Fish across Canada breathed a sigh of relief when they saw the top recommendation from the Parliamentary Committee on Fisheries and Oceans’ report reviewing the Fisheries Act: to reinstate strong habitat protection for fish.
Specifically, the Committee recommended restoring legal protection against “HADD” – which stands for “harmful alteration or disruption, or the destruction, of fish habitat.” This recommendation would reverse the 2012 amendments to the Fisheries Act, which replaced HADD with the hotly contested, and vague, concept of “serious harm” to fish. Fish are happy that the Committee listened to scientists, provinces, fishing groups and conservation organizations like us about restoring their safety net.
There are 32 recommendations in the majority report from the Committee’s Liberal MPs.
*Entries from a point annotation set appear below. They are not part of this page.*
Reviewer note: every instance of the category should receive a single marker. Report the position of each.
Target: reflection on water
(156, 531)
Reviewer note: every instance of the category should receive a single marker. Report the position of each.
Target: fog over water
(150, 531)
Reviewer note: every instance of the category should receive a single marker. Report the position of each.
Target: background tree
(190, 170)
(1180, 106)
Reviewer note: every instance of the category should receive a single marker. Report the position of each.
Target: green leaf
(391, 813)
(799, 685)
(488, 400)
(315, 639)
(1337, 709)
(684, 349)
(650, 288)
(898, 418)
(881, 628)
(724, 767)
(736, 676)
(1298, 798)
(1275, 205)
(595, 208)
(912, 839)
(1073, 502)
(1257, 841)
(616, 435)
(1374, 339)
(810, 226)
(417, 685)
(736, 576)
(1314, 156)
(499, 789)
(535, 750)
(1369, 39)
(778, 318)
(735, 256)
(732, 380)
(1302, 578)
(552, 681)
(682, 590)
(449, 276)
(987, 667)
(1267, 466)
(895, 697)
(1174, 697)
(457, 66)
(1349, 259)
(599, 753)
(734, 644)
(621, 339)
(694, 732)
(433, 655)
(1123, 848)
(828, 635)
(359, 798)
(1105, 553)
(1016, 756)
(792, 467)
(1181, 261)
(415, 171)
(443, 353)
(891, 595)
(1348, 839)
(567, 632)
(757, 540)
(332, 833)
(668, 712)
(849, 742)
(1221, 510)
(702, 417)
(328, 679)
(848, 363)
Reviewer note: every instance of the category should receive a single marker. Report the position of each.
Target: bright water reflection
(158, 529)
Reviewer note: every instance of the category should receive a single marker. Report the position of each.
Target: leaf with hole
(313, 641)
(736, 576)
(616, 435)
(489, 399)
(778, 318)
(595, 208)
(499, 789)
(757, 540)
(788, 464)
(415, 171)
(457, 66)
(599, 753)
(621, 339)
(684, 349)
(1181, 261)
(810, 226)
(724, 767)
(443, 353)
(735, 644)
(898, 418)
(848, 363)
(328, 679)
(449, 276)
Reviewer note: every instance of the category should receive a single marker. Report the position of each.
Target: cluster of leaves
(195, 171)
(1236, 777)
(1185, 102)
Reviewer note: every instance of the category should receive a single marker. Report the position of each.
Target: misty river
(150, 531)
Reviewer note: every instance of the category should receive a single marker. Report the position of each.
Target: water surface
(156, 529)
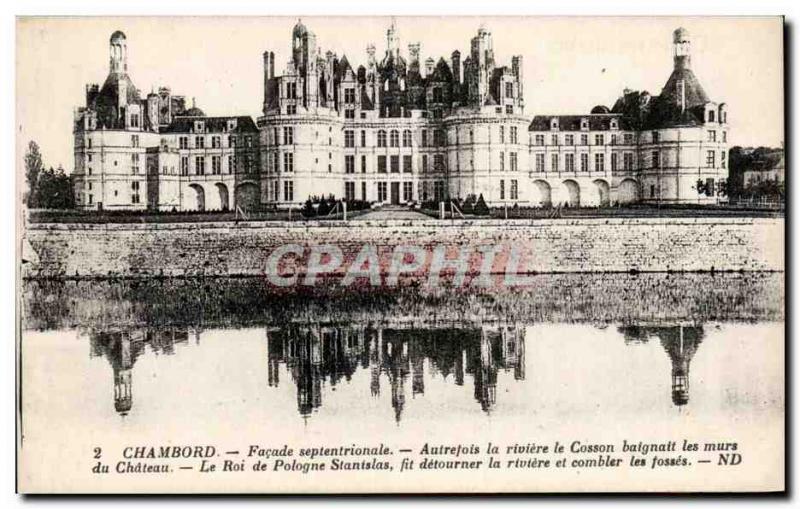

Both Opposition parties released dissenting opinions, also worth reading. We echo the sentiments of the NDP, who noted that the restoration of HADD could have happened a lot earlier given the widespread and vehement opposition to this change.
What else made the fish happy?
- A direction to Fisheries and Oceans Canada (DFO) to take an ecosystem approach to protection and restoration of fish habitats so that the entire food web is preserved for fish. (Recommendation #2)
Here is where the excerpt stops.